When two real estate owners combined their properties in 1706 to create a narrow residential street to accommodate the swiftly growing population of artists and tradesmen in Philadelphia, little did they know that it would still be in use more than three centuries later. 

Although Elfreth’s Alley, in the city’s historic district close to the Delaware River, is erroneously touted in many tourist guides as the oldest continuously used residential street in the United States, others predate it (like Historic Huguenot Street in New Paltz, New York, settled in 1677). But Elfreth’s Alley is certainly the oldest in Philadelphia, and probably Pennsylvania itself. 

The street, named after silversmith Jeremiah Elfreth who is said to have commissioned and developed it, was not a part of the original blueprint for Philadelphia.

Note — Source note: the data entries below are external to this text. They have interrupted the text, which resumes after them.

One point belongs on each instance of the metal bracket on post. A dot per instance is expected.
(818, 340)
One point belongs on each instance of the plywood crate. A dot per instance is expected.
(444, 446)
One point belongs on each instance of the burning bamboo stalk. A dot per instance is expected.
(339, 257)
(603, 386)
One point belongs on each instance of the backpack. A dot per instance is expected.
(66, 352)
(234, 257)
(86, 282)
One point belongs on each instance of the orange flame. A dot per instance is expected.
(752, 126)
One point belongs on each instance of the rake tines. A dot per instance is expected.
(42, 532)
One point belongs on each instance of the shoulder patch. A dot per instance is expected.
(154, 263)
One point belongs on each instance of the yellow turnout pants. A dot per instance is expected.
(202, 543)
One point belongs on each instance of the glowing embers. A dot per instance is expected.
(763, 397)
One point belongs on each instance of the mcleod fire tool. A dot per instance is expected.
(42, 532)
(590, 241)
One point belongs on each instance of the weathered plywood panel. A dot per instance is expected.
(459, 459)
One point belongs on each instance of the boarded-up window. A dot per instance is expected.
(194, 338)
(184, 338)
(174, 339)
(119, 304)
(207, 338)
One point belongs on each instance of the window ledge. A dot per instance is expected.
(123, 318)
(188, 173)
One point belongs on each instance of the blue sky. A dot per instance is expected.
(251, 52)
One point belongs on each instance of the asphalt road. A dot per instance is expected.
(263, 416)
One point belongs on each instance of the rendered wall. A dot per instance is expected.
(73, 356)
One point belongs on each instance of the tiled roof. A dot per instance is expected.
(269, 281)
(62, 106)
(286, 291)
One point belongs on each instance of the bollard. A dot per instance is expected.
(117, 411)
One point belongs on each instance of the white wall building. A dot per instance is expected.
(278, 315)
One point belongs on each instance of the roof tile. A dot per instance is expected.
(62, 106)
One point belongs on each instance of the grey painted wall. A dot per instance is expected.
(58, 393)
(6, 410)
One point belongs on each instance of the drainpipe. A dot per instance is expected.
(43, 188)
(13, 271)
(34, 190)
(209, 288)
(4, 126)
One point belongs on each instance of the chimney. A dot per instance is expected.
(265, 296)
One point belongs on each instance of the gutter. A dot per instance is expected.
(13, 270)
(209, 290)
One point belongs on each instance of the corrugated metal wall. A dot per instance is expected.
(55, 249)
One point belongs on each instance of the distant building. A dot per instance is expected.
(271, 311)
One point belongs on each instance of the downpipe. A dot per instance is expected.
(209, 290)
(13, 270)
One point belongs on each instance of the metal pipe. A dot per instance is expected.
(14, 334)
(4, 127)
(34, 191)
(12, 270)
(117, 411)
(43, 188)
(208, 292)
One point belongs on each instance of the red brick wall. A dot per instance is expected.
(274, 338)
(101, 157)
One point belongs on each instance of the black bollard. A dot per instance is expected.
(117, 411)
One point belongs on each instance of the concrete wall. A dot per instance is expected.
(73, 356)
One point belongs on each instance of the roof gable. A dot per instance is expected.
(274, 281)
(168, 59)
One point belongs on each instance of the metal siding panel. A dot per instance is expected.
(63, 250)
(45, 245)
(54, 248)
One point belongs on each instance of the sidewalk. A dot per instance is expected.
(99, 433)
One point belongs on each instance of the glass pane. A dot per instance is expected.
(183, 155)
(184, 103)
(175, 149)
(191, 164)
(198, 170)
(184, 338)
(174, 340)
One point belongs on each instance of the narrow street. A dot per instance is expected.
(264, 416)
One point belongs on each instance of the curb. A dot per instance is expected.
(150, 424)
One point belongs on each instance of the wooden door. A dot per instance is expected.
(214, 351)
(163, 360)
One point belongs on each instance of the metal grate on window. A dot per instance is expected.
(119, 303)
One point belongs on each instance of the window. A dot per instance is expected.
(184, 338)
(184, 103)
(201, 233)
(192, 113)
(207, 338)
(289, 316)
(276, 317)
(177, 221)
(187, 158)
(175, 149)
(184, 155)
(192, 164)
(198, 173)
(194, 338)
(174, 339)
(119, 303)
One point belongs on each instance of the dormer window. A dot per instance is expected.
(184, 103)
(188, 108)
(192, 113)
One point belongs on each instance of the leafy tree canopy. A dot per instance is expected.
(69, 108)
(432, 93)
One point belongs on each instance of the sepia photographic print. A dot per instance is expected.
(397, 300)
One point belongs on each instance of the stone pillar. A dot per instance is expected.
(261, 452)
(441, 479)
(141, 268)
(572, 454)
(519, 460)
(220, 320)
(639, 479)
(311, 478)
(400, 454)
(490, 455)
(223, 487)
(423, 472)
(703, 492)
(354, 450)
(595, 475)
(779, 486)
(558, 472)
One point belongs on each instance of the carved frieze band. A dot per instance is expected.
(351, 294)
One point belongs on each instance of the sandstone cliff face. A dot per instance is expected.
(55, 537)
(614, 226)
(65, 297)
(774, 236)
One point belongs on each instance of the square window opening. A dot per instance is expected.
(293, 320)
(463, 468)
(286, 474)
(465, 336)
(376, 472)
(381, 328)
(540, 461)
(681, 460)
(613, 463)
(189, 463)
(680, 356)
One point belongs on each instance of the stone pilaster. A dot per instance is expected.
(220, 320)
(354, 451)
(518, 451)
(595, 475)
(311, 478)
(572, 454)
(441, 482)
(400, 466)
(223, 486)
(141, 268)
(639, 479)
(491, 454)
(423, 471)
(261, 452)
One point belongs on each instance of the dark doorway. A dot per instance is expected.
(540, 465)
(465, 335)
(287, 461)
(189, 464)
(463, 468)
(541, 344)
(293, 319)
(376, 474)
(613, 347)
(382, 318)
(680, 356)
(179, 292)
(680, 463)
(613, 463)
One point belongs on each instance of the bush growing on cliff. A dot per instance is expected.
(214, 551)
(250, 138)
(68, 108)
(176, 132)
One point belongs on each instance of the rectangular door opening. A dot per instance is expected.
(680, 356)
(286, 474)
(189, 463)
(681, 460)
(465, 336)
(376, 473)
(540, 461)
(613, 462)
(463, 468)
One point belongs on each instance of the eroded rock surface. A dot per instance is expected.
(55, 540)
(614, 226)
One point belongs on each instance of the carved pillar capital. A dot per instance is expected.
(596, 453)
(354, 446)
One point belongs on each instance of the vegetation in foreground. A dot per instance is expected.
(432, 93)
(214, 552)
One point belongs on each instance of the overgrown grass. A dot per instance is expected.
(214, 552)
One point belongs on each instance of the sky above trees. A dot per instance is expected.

As business flourished, especially around the river, the city center grew, and there was a need for more homes. The narrow cobblestone alleyway, with residences built in the Federal and Georgian styles, housed people from different walks of life and was an active site of commerce. Many tradespeople like grocers and cabinetmakers used the first floors of their homes to run their businesses. 

During the 18th century, families were moderate in size. During the 19th century, the homes began to hold larger families, especially families of German immigrants, leading to some homes having small additions built in the back to gain extra living space. 

This spirit remains in place today as many artists and entrepreneurs have made Elfreth’s Alley their home, even as visitors constantly walk up and down the alley and peer at the features of the 32 buildings. The charming flower boxes, colorful doors and windows, and elegant brickwork have endured across centuries, with the help of conservation activists who have worked to preserve it as a model colonial street.  

Know Before You Go

The only access to the street itself is by foot. The Elfreth's Alley Museum is located in the former home of dressmakers and has been restored to showcase their lifestyle. There is currently construction from the National near the front, obscuring the entrance. Go to the left of the construction to enter the alley.